When the boy wandered off, two middle-aged staff members picked up game guitars. They scrolled down through a list of songs and settled after much indecision on the “Easy” version of the song “’Surrender,’ as made famous by Cheap Trick.” The woman staffer did a couple of tentative licks, for which she received 2,116 points, then hit “Quit” when the associate pastor walked up to say something. He was an avuncular-looking man who looked like the TV weatherman Al Roker, but he appeared to be giving her marching orders. Three undergraduate Latinas walked in, and everyone turned to look at them in the glare from the door.

At 12:30, a young staffer with a clipboard came over and asked nicely if I wanted to play in the tournament. I was sunk deep in a well-used couch by that time and replied nicely that I was good, but thanks, and he turned and asked the three undergrads, who had just sat down to eat their buffalo wings and celery sticks. They also declined, and he went off to find a place for his clipboard. I saw that one of the women was a former student and went to say hello. Her friend said they were "just there to eat and relax because it was too crazy" in their apartment building.

The associate pastor, Keith, stepped up to tell the young women that in a few minutes he’d hook them up with guitars. They smiled politely and looked at each other. I introduced myself to Keith and asked if he was expecting a crowd, and he said that since it was the first time they’d done this, he didn’t know. I asked if I needed to be back that night by a certain time to observe the Are You Smarter Than a Fifth Grader game show they had planned.

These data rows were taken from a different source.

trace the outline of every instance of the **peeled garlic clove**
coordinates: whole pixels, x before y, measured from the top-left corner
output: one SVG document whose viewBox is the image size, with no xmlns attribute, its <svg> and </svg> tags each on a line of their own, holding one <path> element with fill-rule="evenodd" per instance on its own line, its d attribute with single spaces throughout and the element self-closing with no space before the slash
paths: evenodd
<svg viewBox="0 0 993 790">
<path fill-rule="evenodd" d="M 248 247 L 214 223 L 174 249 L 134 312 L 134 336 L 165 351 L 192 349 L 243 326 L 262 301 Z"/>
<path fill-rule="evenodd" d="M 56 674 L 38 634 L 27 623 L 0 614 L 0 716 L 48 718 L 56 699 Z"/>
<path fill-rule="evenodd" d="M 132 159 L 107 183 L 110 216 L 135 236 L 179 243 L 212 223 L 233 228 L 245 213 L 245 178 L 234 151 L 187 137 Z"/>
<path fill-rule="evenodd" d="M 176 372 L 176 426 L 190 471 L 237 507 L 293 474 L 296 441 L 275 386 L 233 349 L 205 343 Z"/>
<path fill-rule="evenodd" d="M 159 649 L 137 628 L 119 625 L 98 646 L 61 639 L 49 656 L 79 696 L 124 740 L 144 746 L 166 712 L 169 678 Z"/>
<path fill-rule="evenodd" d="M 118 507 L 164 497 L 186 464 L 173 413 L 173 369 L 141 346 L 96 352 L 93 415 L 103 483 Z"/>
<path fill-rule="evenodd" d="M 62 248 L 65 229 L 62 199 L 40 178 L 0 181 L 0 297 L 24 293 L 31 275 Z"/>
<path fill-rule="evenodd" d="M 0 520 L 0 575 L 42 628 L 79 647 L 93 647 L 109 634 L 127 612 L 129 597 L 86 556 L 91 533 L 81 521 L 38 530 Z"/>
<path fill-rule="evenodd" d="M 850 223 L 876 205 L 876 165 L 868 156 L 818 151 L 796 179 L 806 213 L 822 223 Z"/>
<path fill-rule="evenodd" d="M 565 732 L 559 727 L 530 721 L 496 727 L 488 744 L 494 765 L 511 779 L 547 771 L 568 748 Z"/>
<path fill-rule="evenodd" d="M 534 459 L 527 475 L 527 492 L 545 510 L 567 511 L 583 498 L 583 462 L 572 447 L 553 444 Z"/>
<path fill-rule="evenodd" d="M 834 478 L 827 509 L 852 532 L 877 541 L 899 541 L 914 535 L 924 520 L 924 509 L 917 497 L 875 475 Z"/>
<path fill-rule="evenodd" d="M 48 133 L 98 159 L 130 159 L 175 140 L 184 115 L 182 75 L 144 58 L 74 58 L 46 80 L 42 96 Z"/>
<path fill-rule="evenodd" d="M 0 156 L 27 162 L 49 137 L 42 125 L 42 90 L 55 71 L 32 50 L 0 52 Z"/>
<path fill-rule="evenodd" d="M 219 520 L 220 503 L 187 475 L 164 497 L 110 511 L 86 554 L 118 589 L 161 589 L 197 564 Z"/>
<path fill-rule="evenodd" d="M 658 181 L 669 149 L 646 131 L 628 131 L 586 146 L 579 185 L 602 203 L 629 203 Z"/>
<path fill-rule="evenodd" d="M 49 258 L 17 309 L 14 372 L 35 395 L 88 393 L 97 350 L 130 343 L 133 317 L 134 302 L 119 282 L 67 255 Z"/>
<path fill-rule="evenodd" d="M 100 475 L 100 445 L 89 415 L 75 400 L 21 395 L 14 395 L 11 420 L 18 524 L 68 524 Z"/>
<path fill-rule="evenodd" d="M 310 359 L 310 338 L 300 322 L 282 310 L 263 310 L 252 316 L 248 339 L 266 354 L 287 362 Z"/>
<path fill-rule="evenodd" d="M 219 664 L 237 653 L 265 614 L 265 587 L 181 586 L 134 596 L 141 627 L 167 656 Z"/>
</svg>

He looked puzzled and said no, it was a DVD game, and I could come any time between six and midnight. “Hello, Channel Three!” he said and stepped away as a young reporter and her cameraman came into the hall.

Outside on the muddy sidewalk two groups of students in green and beads passed each other, high-fiving like sports teams, and yelling, “Happy Unofficial, yeah!” The raw wind had risen to 35 m.p.h., and plastic sheeting on the unfinished buildings tattered and snapped.

Two blocks away, C.O. Daniels had just been raided and shut down for selling all-you-can-drink bracelets in violation of ordinances, and early reports said a dozen students were busted for underage drinking. In response, Kam’s had suddenly decided to raise entry age to 21. When I passed Kam's, the early drinkers had tired out and settled into a dull hubble-bubble. Campustown looked nearly normal for a Friday afternoon, despite sheriff’s cars and two motorcycle policemen who raised whoops from a few students selling green beads, two strands for a buck, on the corner by Espresso Royale.

As I left to go home, a guy in paper shamrock spectacles passed me on the sidewalk and declared, “I’m gonna kiss the next girl I see!” A pack of young women jogged past in spandex and sweats, hair pulled back in ponytails, looking professionally healthy.

“Yeah, right,” one of the guy’s drinking buddies said.